By translating the sound of one song into a linear movement, we can see the sense of travel Barn Owl’s aesthetic conveys. The title track opens with a shimmering synth that shifts the sound temporarily from Western to sci-fi, or from metal to new age. The new age connotations are at the periphery of Barn Owl’s aesthetic, rounding off the doom in hope. As the synth fades into the more familiar guitar feedback wash, the song begins to sound like a horde of locusts buzzing. The noise builds louder and louder, bringing together the dark and the light sides, hinting that evil may in fact be salvation. All of a sudden, it goes quiet, as if you’ve passed through a tunnel to the other side. But the sound washes back on you quietly, almost unheard, while guitar notes plunk down like dripping water.
Barn Owl sometimes seems confused about whether to march forward or stay in place. “Cavern Hymn” begins with an acoustic guitar strumming over white noise. The song almost takes on a chord progression in a typical folk manner, but instead dances around the form with arpeggiated chords that seem to lead nowhere. Anchoring the song in place is the humming bass note that carries on throughout the song. “Awakening” returns to the Western sound with a riff that almost seems like it’s going somewhere. A melodic line repeats, then climbs down. But once this seemingly memorable tune gets established, the elements of structure become drowned in ambient noise.

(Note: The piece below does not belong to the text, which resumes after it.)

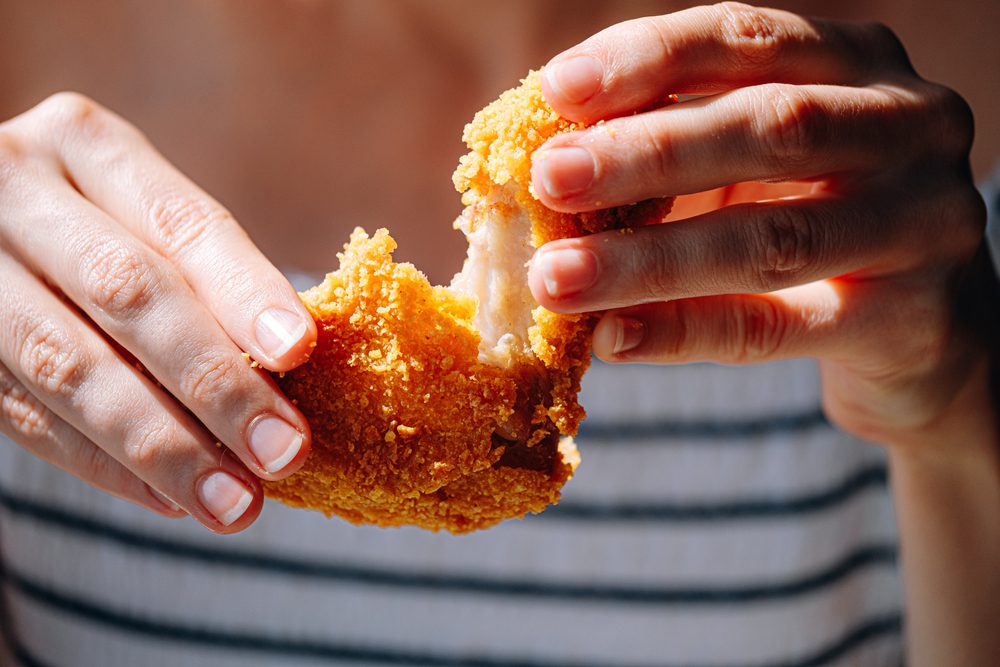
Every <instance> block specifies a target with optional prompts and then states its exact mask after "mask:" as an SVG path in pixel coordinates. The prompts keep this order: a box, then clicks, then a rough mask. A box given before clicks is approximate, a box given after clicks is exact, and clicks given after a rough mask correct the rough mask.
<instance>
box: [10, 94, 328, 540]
mask: <svg viewBox="0 0 1000 667" xmlns="http://www.w3.org/2000/svg"><path fill="white" fill-rule="evenodd" d="M0 201H2V202H3V204H2V206H0V282H2V283H3V284H4V287H5V288H4V289H3V290H0V312H3V313H4V317H3V321H2V325H0V389H2V392H0V396H2V397H3V401H2V407H3V412H2V414H3V416H4V417H5V418H4V419H2V420H0V428H2V429H3V431H4V433H6V434H7V435H9V436H10V437H12V438H13V439H14V440H15V441H17V442H20V443H21V444H22V445H23V446H24V447H26V448H27V449H28V450H29V451H31V452H33V453H35V454H36V455H38V456H39V457H41V458H43V459H45V460H47V461H49V462H51V463H53V464H55V465H57V466H59V467H61V468H64V469H66V470H68V471H69V472H71V473H73V474H75V475H77V476H78V477H81V478H82V479H84V480H86V481H87V482H89V483H91V484H93V485H94V486H96V487H98V488H101V489H104V490H106V491H108V492H110V493H113V494H115V495H117V496H120V497H122V498H125V499H127V500H131V501H132V502H135V503H138V504H140V505H143V506H145V507H148V508H149V509H151V510H153V511H155V512H158V513H160V514H164V515H167V516H183V515H184V514H190V515H191V516H193V517H194V518H196V519H197V520H198V521H200V522H201V523H203V524H204V525H205V526H206V527H208V528H209V529H211V530H215V531H218V532H232V531H236V530H240V529H242V528H245V527H246V526H247V525H249V523H250V522H252V521H253V519H254V518H255V517H256V516H257V514H258V513H259V512H260V508H261V503H262V501H261V497H262V496H261V491H260V482H259V479H261V478H263V479H278V478H281V477H284V476H287V475H289V474H291V473H292V472H294V471H295V470H296V469H297V468H298V467H299V466H300V465H301V464H302V462H303V460H304V459H305V456H306V454H307V453H308V450H309V427H308V425H307V423H306V421H305V419H304V418H303V417H302V415H301V414H300V413H299V412H298V410H296V409H295V408H294V407H293V406H292V405H291V404H290V403H289V402H288V401H287V400H286V399H285V398H284V397H283V396H282V395H281V394H280V393H279V392H278V391H277V390H276V389H275V387H274V385H273V383H272V382H271V381H270V379H269V378H268V377H267V376H266V375H265V374H264V373H262V372H261V371H260V370H258V369H257V368H252V367H251V365H250V363H249V362H248V361H247V360H246V359H245V358H244V357H243V356H241V355H242V353H243V351H244V350H245V351H246V352H247V353H249V354H250V355H252V356H253V357H254V358H255V359H256V360H258V361H259V363H260V365H261V366H263V367H264V368H267V369H270V370H274V371H284V370H288V369H290V368H293V367H295V366H296V365H298V364H299V363H301V362H302V361H303V360H304V359H305V357H306V355H307V354H308V351H309V349H310V343H311V342H312V341H314V340H315V336H316V330H315V325H314V324H313V321H312V318H311V317H309V315H308V313H307V312H306V310H305V309H304V307H303V306H302V304H301V302H300V301H299V299H298V297H297V296H296V294H295V291H294V290H293V289H292V287H291V285H289V284H288V282H287V281H286V280H285V279H284V277H282V275H281V274H280V273H279V272H278V271H277V270H276V269H275V268H274V267H273V266H271V264H270V263H269V262H268V261H267V260H266V259H265V258H264V256H263V255H261V254H260V252H259V251H258V250H257V249H256V248H255V247H254V245H253V244H252V243H251V242H250V240H249V238H248V237H247V236H246V234H245V233H244V232H243V230H242V229H241V228H240V227H239V225H238V224H237V223H236V222H235V220H234V219H233V218H232V216H231V215H230V214H229V213H228V212H227V211H226V210H225V209H224V208H223V207H222V206H221V205H219V204H218V203H217V202H215V201H214V200H213V199H212V198H211V197H209V196H208V195H207V194H205V193H204V192H203V191H202V190H200V189H199V188H198V187H197V186H195V185H194V184H193V183H191V182H190V181H189V180H188V179H186V178H185V177H184V176H182V175H181V174H180V173H179V172H178V171H177V170H176V169H174V168H173V167H172V166H171V165H170V164H169V163H167V161H166V160H164V159H163V158H162V157H161V156H160V155H159V154H158V153H157V152H156V151H155V149H153V147H152V146H151V145H150V144H149V143H148V142H147V141H146V140H145V138H144V137H143V136H142V134H140V133H139V132H138V131H137V130H136V129H135V128H134V127H132V126H131V125H129V124H128V123H126V122H125V121H124V120H122V119H121V118H119V117H117V116H115V115H114V114H113V113H111V112H109V111H107V110H106V109H103V108H101V107H100V106H99V105H97V104H95V103H94V102H92V101H91V100H88V99H87V98H85V97H83V96H80V95H76V94H71V93H65V94H59V95H55V96H53V97H51V98H49V99H48V100H46V101H45V102H43V103H42V104H40V105H38V106H37V107H35V108H34V109H31V110H30V111H28V112H26V113H24V114H23V115H21V116H18V117H16V118H14V119H12V120H10V121H8V122H6V123H3V124H2V125H0ZM53 239H58V242H56V243H53V242H52V241H53ZM275 323H277V325H276V324H275ZM282 325H283V328H284V330H285V332H284V335H281V331H280V329H281V328H282ZM140 364H141V366H140ZM154 378H155V382H154ZM109 387H111V388H113V391H108V388H109Z"/></svg>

Maybe the entry point to drone is to lose track of a song before it starts — to begin with tuning. Every instrument on the album makes an appearance in this manner: on “Twilight”, the piano ripples in octaves, like someone is double-checking a tuning job. “Flatlands” introduces strings into the mix and sounds like the tune-up of an orchestra taking place in an echo chamber. This song at first has a brighter Eno-type ambiance than the typical approach to drone-metal, but when the song finally devolves into guitar (the prominent instrument on all the tracks), the tone becomes harsh and metallic as if the strings were plucked beyond the bridge.
The album peaks at the end. “Light form the Mesa” is built from chords resonating and looping back on one another. The song constructs and then breaks a melodic line. Drums and tambourine come in, simulating a slightly cliché Native American sound. The song climaxes as loud chords feedback with a chorus of voices singing wordless over it. Then a coda of a feedback squall provides a fitting resolution for an album that starts with the ringing out of a single chord patiently as the sound fills the room.
This music, like other ambient forms, keeps a minimal or root position in your consciousness. With a note or feedback hum, it sets a tone, creates an atmosphere, and shrouds you in it without comment. Barn Owl may repeat the past somewhat, but in a masterful way. Instead of taking away from the music, the sense of recognition that comes with these songs and their linked aesthetic gives you the necessary preparation to travel down the dusty and empty paths of drone.